On a grieving note. Today is the 2nd anniversary of my grandfather's (Papal) death. I am doing pretty well.  I have no clue how the rest of my family is holding up, especially my grandmother (mamal).  I know she has been suffering quietly inside the past two years. My family seems to have problems with the whole grieving process. I however am a firm believer that you never "get over" a death of such a significant person in your life.  You must "deal with it" constantly.  Cry out loud. Scream. Talk about your grief with others who have lost someone close. The grieving process is a touchy subject, everyone goes through it differently, but I know we all go through it. To hide the process is more harmful than the actual process. To hell with the "I'm strong." statement. That is not healthy. I am weak during this process and reach out to people for comfort. I rely on their strength during these times. 
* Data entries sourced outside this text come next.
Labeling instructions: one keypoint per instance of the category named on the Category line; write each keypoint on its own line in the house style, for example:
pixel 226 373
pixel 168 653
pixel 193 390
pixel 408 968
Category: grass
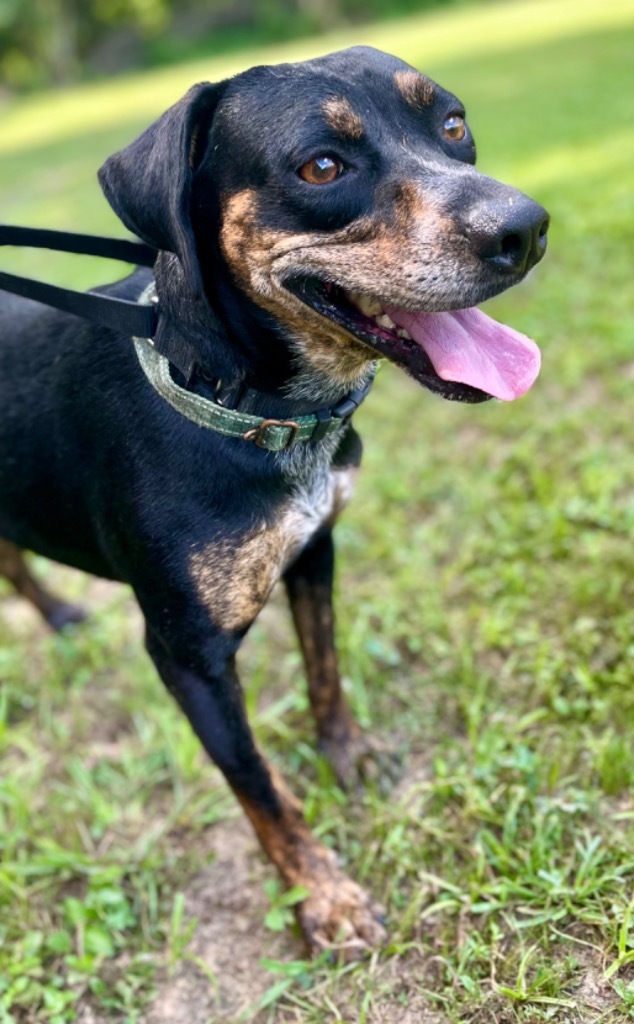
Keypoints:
pixel 485 621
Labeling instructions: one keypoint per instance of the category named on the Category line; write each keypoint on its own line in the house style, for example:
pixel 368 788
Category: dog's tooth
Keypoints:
pixel 367 305
pixel 385 321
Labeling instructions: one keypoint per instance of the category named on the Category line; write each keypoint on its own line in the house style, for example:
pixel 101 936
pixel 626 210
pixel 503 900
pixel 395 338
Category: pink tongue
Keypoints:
pixel 471 348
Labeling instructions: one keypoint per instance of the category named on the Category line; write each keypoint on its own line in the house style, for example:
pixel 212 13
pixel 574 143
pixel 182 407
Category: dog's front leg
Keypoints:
pixel 353 755
pixel 337 912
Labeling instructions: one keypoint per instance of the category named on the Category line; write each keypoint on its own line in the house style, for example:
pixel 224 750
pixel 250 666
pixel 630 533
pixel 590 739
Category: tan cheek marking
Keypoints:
pixel 251 252
pixel 341 117
pixel 416 89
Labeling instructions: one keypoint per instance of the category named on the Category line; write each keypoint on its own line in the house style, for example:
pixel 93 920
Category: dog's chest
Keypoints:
pixel 233 581
pixel 311 507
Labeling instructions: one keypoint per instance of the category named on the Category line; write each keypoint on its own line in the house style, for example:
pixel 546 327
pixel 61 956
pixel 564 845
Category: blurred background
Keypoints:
pixel 54 42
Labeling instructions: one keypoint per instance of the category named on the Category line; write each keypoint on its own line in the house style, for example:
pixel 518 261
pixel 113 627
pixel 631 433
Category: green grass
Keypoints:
pixel 485 615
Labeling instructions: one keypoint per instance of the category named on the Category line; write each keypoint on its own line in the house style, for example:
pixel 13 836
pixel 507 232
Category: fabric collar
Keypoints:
pixel 271 434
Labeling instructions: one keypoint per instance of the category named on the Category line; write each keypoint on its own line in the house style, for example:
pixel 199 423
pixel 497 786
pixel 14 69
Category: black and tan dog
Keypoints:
pixel 310 219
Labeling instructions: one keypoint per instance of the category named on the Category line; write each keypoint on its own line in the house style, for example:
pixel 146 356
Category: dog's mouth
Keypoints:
pixel 462 354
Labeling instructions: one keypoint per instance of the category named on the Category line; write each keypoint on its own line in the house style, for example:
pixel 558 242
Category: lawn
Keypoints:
pixel 485 624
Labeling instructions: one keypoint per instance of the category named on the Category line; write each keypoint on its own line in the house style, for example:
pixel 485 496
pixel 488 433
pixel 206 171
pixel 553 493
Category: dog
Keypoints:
pixel 310 219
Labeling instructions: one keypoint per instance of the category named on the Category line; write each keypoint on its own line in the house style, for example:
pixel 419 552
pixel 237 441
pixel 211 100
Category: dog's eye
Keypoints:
pixel 322 170
pixel 455 128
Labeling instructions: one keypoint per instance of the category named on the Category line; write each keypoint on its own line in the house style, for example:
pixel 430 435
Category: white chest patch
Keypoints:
pixel 311 508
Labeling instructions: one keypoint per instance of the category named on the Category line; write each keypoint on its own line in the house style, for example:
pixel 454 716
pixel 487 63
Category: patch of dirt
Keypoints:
pixel 227 900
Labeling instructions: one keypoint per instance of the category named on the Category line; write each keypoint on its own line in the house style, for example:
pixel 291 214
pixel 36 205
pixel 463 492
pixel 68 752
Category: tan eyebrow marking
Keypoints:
pixel 341 117
pixel 418 90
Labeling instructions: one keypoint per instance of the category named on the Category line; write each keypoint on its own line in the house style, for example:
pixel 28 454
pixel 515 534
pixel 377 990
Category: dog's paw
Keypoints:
pixel 362 760
pixel 61 614
pixel 341 916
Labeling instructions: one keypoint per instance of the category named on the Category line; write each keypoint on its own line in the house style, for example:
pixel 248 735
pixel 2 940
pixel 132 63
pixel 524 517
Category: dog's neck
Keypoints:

Ok, the kids are up. Roger is home and I need some caffeine.  The early afternoon is always the hardest part of the day. I heard an author describe it as the noon day demon. It makes you feel like all you have done before that time is worthless, that you are lazy for feeling so drained. And "how dare you take a nap." 

On a side note:  Roger and I got up early this morning!!  I ate breakfast, cleaned the house, took a shower, got dressed and helped Roger put the laundry away. All of this was accomplished before the kids got up. When they got up I fed them breakfast, took them to see a magic show at the library, made a quick trip to Kroger and then cleaned the bathroom.  Now I am EXHAUSTED.  But YAY the house is clean!!!